How You Can Incorporate Longevity Into The Fitness Equation

How You Can Incorporate Longevity into the Fitness Equation: Longevity-Based Fitness Coaching

People exercise for various reasons. One can pursue fitness for physical appearance, success, joy, community, or a healthier and longer life, also known as healthy longevity. Generally, clients have one or more motivators to keep improving. Without a doubt, the majority want to live healthier, longer lives. So why not leverage this desire for your coaching business? It’s a win-win situation.

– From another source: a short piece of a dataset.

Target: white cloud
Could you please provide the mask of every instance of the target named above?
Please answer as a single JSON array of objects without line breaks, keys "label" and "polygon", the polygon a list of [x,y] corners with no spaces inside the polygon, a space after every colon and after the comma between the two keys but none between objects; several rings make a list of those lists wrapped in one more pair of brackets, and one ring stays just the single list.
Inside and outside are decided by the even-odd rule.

As evidence suggests, exercise promotes longevity, but nobody wants to live longer with health problems or a low quality of life. There is a fine balance between exercise contributing to health and deteriorating it. Because it’s not just about exercising more; it’s also about cultivating personal nuances in nutrition and lifestyle for the best outcomes. So, there is no one training program that fits all. This is where you show up and provide customized, longevity-based fitness planning for clients.

What Is Longevity, Lifespan, and Healthspan? 

Let’s first cover the most commonly used longevity-related terms.

  • Lifespan is the maximum number of years a person has lived.
  • Life expectancy, or average lifespan, is how long a person is expected to live based on age, gender, birthplace, and demographic factors. For example, life expectancy for women is 80.2 years and for men is 74.8 years in the U.S.
  • Healthspan refers to the number of years a person lives in good health. For example, a person’s lifespan might be 80 years, but their healthspan could be 65 years. 
  • Longevity refers to the length of lifespan under ideal conditions. But the term ‘longevity’ doesn’t differentiate between healthy years and unhealthy years of life. So, increased longevity isn’t really a good thing if healthspan doesn’t increase along with it. People not only want to live longer but also aim to live healthier until death. This is why coaching for longevity should focus on improving both life expectancy and healthspan.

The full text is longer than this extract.